Mesmo assim, a defesa do Cruzeiro mantém o confronto em aberto. A Raposa sofreu 30 gols na liga – 17 fora de casa – e tende a deixar espaços quando muitos jogadores estão comprometidos no ataque. É exatamente assim que o Coritiba venceu no Mineirão, apesar de ter tido menos posse de bola. O equilíbrio, portanto, provém desse conflito de limitações: o Cruzeiro tem mais criatividade no meio-campo, enquanto o Coxa conta com a vantagem de jogar em casa, jogadas de transição e rotas claras para explorar as fraquezas dos visitantes.
Notícias do time
Coritiba recebe um importante retorno no meio-campo com Sebastian Gomez, liberado após completar o protocolo de concussão. O capitão deve substituir Vini Paulista, que está suspenso após receber um terceiro cartão amarelo. No gol, Pedro Rangel é preferido a Pedro Morisco, que retorna após quatro meses fora por lesão no ombro.
A zaga continua formada por Tiago Coser e Jacy Maranhao. No ataque, a nova contratação Brian Ocampo amplia as opções pelos lados, mas ainda compete por um lugar com Lucas Ronier e Joaquin Lavega, enquanto Breno Lopes e Pedro Rocha seguem como os nomes principais para fornecer profundidade.
Para o Cruzeiro, Artur Jorge pode contar novamente com Gerson e Matheus Pereira, que cumpriram suspensões contra o Botafogo. Lucas Romero aparece como uma opção defensiva para fornecer solidez nessa área, com Matheus Henrique e Lucas Silva como alternativas em uma formação mais protegida.
Fagner serve uma suspensão automática após o terceiro cartão amarelo, com William assumindo a lateral direita. O ataque continua limitado por desfalques, aumentando a concorrência por lugares entre Marquinhos, Bruno Rodrigues, Wanderson e Keny Arroyo ao redor de Kaio Jorge. Cassio permanece indisponível, Otavio segue no gol, e Fabricio Bruno será monitorado após deixar a partida anterior se sentindo mal.

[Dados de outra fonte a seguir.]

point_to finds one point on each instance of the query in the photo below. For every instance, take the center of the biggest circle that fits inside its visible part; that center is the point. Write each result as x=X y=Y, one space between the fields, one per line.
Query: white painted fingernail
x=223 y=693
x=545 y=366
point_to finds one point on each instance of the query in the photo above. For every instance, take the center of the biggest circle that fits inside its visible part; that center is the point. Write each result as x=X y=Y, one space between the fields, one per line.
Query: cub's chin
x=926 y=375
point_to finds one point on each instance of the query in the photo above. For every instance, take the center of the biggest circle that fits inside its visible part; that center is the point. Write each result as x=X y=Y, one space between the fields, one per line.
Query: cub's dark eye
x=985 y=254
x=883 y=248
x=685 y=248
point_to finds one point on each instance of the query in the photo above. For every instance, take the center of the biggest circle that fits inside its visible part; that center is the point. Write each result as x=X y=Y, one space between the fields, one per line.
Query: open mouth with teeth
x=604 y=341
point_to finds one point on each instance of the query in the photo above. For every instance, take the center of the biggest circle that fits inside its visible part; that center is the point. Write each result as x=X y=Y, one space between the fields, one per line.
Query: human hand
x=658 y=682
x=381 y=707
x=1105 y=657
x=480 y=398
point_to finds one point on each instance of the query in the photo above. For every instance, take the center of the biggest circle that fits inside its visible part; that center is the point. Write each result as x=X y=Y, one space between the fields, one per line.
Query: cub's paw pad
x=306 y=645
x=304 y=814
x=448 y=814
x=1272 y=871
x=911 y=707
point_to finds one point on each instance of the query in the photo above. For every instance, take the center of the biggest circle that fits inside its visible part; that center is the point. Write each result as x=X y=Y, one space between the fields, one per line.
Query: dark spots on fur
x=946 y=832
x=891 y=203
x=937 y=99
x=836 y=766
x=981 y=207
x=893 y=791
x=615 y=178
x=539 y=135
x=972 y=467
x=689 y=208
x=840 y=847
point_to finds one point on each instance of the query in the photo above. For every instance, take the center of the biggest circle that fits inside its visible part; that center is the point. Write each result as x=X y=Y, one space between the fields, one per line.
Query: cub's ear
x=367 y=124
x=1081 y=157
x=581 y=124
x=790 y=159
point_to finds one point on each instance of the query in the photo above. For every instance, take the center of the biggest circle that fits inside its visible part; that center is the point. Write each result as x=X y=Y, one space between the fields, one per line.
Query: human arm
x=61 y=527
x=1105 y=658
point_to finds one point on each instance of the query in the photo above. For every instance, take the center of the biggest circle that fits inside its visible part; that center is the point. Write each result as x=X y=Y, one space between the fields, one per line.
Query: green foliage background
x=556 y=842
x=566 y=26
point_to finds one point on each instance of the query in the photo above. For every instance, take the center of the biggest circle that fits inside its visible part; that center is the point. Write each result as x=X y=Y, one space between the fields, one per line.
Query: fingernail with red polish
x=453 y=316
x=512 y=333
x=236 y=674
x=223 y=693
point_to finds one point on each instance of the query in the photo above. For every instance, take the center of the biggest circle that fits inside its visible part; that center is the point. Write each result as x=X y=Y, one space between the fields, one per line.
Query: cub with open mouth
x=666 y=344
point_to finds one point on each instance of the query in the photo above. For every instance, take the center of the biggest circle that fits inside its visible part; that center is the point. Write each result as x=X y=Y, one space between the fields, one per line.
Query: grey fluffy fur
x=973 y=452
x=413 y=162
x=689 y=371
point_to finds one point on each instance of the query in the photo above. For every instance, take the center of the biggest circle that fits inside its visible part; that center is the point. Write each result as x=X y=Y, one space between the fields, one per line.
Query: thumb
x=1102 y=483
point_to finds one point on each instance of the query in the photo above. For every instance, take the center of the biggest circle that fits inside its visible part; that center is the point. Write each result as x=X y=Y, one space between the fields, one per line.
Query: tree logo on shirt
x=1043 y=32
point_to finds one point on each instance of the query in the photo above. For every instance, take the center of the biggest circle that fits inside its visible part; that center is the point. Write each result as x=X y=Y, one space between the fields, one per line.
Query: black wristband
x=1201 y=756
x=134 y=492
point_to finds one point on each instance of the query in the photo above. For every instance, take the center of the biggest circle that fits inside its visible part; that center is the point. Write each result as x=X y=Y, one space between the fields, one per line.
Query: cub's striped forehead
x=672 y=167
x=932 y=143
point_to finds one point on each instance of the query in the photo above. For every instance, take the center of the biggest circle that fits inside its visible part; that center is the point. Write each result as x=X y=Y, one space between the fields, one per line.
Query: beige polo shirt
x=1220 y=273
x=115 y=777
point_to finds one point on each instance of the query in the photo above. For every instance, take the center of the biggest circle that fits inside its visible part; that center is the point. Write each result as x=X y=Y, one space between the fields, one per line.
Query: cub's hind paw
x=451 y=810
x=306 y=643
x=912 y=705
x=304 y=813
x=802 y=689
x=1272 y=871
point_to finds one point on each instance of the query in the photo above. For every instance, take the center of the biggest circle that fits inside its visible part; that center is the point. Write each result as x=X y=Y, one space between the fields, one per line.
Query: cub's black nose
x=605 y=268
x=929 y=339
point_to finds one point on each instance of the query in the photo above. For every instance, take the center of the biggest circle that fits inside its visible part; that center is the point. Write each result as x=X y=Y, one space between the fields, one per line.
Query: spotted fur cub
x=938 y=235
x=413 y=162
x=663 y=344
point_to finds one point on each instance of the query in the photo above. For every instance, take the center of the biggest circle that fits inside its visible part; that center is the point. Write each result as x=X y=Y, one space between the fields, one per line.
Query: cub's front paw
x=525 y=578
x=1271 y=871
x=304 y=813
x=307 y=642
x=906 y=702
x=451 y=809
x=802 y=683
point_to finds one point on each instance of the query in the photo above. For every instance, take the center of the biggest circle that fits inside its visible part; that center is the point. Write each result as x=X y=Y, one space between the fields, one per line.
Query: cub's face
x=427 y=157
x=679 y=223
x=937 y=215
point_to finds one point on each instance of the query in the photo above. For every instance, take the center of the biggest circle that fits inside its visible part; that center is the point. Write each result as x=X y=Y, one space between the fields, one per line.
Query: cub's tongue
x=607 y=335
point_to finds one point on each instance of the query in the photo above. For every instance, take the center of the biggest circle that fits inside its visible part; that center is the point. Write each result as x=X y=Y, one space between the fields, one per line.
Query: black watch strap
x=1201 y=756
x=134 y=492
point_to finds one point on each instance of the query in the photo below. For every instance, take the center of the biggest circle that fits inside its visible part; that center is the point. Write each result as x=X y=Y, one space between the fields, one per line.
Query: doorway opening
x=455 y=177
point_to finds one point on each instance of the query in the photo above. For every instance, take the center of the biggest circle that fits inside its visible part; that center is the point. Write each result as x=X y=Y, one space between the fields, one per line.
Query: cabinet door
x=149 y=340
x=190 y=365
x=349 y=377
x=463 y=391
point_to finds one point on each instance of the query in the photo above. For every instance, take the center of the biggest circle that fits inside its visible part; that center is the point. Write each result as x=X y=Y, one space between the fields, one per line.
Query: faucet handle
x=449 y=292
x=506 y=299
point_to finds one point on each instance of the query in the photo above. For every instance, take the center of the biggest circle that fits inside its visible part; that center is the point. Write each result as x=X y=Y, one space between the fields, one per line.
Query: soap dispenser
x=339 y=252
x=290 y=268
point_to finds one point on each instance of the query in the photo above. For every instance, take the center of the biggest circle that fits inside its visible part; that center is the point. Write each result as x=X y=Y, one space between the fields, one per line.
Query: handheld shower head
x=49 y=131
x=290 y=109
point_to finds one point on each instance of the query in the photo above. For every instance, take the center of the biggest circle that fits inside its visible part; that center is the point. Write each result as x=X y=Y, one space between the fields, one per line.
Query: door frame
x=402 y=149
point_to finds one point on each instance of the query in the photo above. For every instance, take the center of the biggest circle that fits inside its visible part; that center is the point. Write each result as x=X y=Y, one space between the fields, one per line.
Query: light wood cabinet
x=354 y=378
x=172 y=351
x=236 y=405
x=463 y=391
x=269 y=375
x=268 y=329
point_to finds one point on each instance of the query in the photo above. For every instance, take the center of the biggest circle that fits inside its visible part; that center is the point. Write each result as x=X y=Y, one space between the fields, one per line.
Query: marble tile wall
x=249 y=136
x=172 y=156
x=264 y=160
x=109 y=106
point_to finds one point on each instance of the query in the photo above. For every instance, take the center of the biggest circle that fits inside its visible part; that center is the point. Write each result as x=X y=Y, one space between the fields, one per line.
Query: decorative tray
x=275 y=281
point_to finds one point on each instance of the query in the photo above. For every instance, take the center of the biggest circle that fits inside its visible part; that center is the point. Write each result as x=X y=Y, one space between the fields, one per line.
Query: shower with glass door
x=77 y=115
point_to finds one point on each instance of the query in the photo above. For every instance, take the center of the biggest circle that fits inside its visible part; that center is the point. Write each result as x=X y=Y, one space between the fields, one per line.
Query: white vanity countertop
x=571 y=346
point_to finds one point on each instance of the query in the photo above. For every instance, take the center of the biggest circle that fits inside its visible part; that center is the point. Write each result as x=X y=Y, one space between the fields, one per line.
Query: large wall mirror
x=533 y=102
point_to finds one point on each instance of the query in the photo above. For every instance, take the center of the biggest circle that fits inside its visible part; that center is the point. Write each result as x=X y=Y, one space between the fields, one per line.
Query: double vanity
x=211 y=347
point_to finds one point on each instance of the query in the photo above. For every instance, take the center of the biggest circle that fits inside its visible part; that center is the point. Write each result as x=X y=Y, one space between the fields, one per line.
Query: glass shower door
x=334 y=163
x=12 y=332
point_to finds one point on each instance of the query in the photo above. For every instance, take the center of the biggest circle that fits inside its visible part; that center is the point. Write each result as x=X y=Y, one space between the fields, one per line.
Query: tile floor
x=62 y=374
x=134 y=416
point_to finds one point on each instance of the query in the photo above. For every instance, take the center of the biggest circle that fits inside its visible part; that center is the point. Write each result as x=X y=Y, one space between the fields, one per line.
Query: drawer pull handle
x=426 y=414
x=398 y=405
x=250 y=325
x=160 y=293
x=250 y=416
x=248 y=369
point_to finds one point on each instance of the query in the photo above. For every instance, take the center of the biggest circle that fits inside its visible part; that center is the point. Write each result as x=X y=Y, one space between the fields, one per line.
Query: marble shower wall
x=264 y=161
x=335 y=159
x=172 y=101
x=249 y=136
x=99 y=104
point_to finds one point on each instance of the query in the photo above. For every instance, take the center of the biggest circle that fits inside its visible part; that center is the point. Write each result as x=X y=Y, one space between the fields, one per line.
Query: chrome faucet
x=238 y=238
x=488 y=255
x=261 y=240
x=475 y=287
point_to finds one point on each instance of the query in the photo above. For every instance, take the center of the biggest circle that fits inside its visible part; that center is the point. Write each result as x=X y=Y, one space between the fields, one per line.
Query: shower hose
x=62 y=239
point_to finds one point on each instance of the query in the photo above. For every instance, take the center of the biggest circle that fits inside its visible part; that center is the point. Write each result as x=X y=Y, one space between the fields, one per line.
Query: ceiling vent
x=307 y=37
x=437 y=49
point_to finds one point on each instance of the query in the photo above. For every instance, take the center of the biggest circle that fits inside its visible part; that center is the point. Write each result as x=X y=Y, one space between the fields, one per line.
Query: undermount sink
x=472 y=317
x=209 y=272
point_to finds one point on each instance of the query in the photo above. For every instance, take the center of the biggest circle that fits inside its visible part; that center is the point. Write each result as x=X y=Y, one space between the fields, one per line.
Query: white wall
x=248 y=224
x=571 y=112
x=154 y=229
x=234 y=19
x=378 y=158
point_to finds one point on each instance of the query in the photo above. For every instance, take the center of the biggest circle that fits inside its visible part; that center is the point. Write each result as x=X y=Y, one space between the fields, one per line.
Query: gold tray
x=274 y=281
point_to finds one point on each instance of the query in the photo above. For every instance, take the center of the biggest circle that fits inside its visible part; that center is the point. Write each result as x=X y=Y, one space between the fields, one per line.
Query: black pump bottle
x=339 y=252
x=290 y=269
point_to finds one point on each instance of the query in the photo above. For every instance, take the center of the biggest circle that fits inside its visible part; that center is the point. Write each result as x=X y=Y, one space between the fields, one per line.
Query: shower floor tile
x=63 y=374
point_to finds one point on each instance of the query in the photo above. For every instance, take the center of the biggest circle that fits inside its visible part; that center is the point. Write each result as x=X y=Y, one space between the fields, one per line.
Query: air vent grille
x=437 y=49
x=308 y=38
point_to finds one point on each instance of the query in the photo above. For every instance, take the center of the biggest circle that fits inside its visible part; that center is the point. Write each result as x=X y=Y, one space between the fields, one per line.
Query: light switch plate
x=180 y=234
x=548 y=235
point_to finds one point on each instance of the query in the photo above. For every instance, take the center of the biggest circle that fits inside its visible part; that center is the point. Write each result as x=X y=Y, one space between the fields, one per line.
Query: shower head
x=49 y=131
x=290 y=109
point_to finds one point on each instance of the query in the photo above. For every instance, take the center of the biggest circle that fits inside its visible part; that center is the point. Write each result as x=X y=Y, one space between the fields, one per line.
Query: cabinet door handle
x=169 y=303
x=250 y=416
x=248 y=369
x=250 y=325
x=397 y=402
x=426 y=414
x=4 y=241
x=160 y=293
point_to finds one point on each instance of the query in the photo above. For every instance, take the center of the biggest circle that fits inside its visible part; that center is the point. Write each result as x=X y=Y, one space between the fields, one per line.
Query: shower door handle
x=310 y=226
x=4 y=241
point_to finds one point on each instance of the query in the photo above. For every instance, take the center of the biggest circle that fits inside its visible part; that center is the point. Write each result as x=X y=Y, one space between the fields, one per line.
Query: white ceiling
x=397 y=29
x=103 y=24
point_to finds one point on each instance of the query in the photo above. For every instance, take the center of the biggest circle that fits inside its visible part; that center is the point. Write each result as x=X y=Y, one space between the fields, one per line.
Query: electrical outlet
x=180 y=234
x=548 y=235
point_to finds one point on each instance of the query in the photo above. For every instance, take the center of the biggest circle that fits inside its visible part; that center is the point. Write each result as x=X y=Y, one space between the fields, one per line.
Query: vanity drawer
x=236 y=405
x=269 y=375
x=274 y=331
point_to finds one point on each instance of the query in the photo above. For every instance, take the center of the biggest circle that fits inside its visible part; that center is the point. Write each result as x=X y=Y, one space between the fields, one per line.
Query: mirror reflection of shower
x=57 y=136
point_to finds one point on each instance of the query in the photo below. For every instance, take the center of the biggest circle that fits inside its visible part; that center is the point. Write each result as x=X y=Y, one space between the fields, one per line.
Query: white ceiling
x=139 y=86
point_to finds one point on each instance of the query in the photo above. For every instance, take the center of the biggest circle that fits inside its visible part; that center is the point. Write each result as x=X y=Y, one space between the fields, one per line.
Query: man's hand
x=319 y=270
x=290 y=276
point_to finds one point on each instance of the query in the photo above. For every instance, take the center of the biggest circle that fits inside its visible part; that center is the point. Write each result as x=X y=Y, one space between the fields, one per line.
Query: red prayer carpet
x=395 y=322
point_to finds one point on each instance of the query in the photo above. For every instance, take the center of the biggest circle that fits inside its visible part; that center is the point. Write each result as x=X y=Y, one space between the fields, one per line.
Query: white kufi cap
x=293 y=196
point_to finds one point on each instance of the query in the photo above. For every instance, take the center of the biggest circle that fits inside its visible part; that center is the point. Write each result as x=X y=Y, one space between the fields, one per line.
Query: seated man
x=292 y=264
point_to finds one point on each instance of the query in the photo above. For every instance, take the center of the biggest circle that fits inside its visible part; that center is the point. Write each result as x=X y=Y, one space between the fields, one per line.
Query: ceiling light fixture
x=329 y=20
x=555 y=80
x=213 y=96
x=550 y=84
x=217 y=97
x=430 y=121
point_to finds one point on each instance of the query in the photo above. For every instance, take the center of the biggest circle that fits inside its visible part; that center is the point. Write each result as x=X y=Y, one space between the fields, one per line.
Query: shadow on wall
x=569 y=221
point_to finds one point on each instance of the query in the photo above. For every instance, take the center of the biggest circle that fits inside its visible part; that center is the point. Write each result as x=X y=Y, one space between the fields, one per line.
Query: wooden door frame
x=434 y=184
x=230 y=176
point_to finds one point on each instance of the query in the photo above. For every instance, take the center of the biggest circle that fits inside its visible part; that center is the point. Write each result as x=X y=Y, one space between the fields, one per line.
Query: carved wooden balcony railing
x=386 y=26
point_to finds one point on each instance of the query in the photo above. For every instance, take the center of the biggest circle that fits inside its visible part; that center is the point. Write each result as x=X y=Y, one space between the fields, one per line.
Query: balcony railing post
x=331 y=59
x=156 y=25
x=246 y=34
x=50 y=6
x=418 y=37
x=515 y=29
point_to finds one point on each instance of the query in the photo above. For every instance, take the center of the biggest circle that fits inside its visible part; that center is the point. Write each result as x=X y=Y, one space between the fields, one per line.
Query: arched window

Coritiba provável escalação inicial:
Rangel; Tinga, Maranhao, Coser, Melo; Santos, Gomez, Josue; Ronier, Lopes, Rocha
Cruzeiro provável escalação inicial:
Otavio; William, Bruno, Jesus, Rojas; Romero, Gerson, Pereira; Marquinhos, Arroyo, Kaio Jorge
A projeção de empate se baseia em uma partida na qual ambas as equipes têm claras forças, mas também limitações evidentes. O Coritiba continua inconsistente no Couto Pereira, mas seu jogo de transição já mostrou a capacidade de prejudicar o Cruzeiro no início da temporada, e eles novamente enfrentam uma defesa vulnerável fora de casa.
O Cruzeiro, mesmo com retornos importantes, ainda pode sofrer com desfalques e instabilidade defensiva que têm caracterizado sua campanha, reduzindo a força de qualquer favoritismo fora de casa. Nesse equilíbrio entre a criatividade da Raposa e a resposta de transição do Coxa, um empate surge como o resultado mais lógico.